Num flash rápido de lembrança vemos Lee no passado com a esposa e os filhos. Parecia um homem de vida simples das pequenas cidades dos EUA, sem muitas oportunidades, cultura ou diversão, que gostava da família, bebia para se distrair e não tinha grande sonhos, mas isso já era o suficiente.
Nós espectadores, ficamos a especular o que poderia ter acontecido para que Lee estivesse no presente sozinho e tão amargo? Pensei em uma separação é claro e com meus botões, já fiquei fantasiando, “seja o que tenha acontecido foi muito doloroso, a ponto de deixar esse homem tão machucado e infeliz.” Mas, podem esperar que saberemos o que o tornou assim e realmente, foi muito duro o que aconteceu com Lee no passado. 
Continuando… Lee fica muito angustiado com a incumbência legal em relação a seu sobrinho. Patrick que vive afastado da mãe fisicamente, tinha retomado os contatos com ela via e-mail escondido do pai. Ele até visa a possibilidade de ir morar com a mãe, que no passado sofria de alcoolismo e se separou dele e do pai.

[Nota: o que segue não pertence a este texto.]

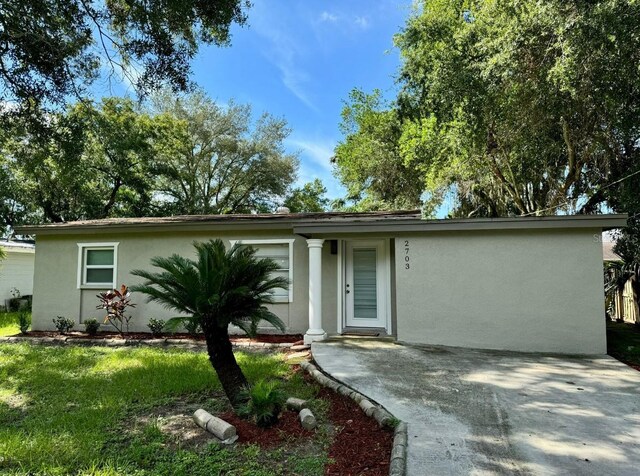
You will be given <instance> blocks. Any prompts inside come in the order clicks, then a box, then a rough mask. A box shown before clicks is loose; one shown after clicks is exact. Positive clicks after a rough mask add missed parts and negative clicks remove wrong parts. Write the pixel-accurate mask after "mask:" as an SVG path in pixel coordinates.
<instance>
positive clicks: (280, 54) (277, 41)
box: [252, 4, 318, 111]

Vemos duas pessoas desamparadas, mas, atuando de formas diferentes, uma, porque não tem estrutura emocional organizada, e ainda vive preso a sua dor, apesar de ser presente e solícito, Lee e outro Patrick, que, mesmo aos dezesseis anos, se mostra um adolescente centrado, popular, alegre e cheio de vida. No entanto a possibilidade de ter que ir morar em Boston com Lee, angustia muito Patrick, afinal, toda sua vida está na cidade em que mora. Patrick inclusive questiona o tio: “o que você tem em Boston?
Esse dilema irá nos acompanhar por todo o filme, e até o final não saberemos como, onde e com quem Patrick irá ficar.
Interessante que a medida em que assistimos ao filme temos a esperança que no final tudo se organize, todos fiquem bem e aquela velha redenção e capacidade de resiliência se presentifique e possamos pensar, todos podem mudar, basta ter amor, apoio e etc. Realmente tudo até o fim do filme se organizará, no entanto, não será talvez, da forma que gostaríamos ou esperávamos, e isso é uma das características do filme que mais gostei, ou seja mostrar também um real que por vezes é irredutível. Apesar de dedicado e amoroso Lee é um sujeito destruído emocionalmente, carrega uma culpa monstruosa e não teve recursos psíquicos para tentar elaborar sua tragédia pessoal e nomear seu trauma, Lee nunca fez um luto de sua dor, portanto vive mergulhado e aprisionado dentro dela. Sabemos que para psicanálise, uma representação traumática é recalcada na neurose, mas, esta sempre retornará através dos sintomas, sonhos, atos falhos. O trauma precisa ser elaborado por mais cruel e devastador que tenha sido, é preciso falar dele, nomear as emoções, só assim, o sujeito abrirá espaço novamente para sonhar, desejar e viver.  Nesse filme em que a neve gela a cidade e o coração de Lee, a bela lição que Lee, Patrick, a mãe de Patrick, e Randy (ex esposa de Lee) nos dão, é que apesar de amarmos alguém, muitas vezes temos limites intransponíveis, que precisamos respeitar, aceitar e fazer não o que seria ideal, mas o que é possível para cada um.